Sobre o Evento
Nowadays, the human genome is already sequenced, which means that about three billion base pairs of our DNA have already been identified, such as its order. This sequence, however, is not exactly the same in each of us. About 99.5% of a person's DNA is similar to anyone else's DNA, even if not relatives. Nonetheless, the small, but distinct, 0.5% are responsible for the genetic variability. Such differences include changes in a single nucleotide, changes in one or more genes, or even changes in chromosome number or structure. Some differences that occur in DNA sequences have little or no effect on protein function, while other differences are directly responsible for causing disease.

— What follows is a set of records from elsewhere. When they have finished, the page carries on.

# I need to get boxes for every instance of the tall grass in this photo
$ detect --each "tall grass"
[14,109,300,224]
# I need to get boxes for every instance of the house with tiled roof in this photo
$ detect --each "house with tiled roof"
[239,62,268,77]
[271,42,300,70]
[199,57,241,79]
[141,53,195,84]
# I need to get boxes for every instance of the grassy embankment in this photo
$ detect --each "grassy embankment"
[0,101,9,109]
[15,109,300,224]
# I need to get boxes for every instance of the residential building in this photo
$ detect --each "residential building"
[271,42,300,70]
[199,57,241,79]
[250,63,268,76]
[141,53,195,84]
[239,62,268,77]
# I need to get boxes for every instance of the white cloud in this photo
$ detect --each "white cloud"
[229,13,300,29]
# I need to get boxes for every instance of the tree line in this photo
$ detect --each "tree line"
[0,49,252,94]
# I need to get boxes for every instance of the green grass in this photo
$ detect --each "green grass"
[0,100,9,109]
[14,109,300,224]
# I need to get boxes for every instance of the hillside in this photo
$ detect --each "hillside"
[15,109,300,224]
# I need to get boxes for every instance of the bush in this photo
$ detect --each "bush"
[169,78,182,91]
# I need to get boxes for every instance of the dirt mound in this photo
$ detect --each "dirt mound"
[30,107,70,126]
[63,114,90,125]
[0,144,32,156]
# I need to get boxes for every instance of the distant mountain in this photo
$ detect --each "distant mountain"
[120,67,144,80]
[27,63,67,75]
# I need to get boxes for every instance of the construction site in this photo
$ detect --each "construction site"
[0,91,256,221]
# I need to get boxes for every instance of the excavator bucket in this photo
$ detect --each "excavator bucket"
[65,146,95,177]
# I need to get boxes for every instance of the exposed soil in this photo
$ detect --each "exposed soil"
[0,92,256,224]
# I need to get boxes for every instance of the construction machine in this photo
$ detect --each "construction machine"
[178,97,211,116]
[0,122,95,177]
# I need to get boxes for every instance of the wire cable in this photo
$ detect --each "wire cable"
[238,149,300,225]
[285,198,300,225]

A genetic test consists of analyzing our DNA, through molecular biology techniques, such as Sanger sequencing or NGS, where it is possible to compare the analyzed DNA with the reference genome and identify the changes. Assessing the clinical significance of a genetic change (genetic variant) in an individual's DNA helps the clinician to make decisions about the patient. For example, in some cases, the identification of a certain genetic variant may inform about treatment options for certain cancers (personalized medicine); in other cases, it may allow decisions about offspring (prenatal testing) or may help inform at-risk family members about possible preventive measures. We can find many variants during the sequencing of an individual's DNA, so one of the important steps in sequencing interpretation is to establish which variant is most relevant to explain a given phenotype by looking at various existing sources of evidence. Thus, the American College of Medical Genetics (ACMG) elaborated guidelines and standard terminology to classify identified variants in genes that cause Mendelian Diseases. This classification system defines five classes: 1.Benign, 2.Probably benign, 3.Variant of uncertain clinical significance (VUS), 4.Probably pathogenic and 5.Pathogenic. This recommendation describes the process of classifying variants into these categories based on criteria that use different types of evidence (population, computational, functional, segregation data, among others).
In conclusion, this workshop explores the ACMG criteria and use practical examples to reach the various classifications of variants, identified in cancer patients.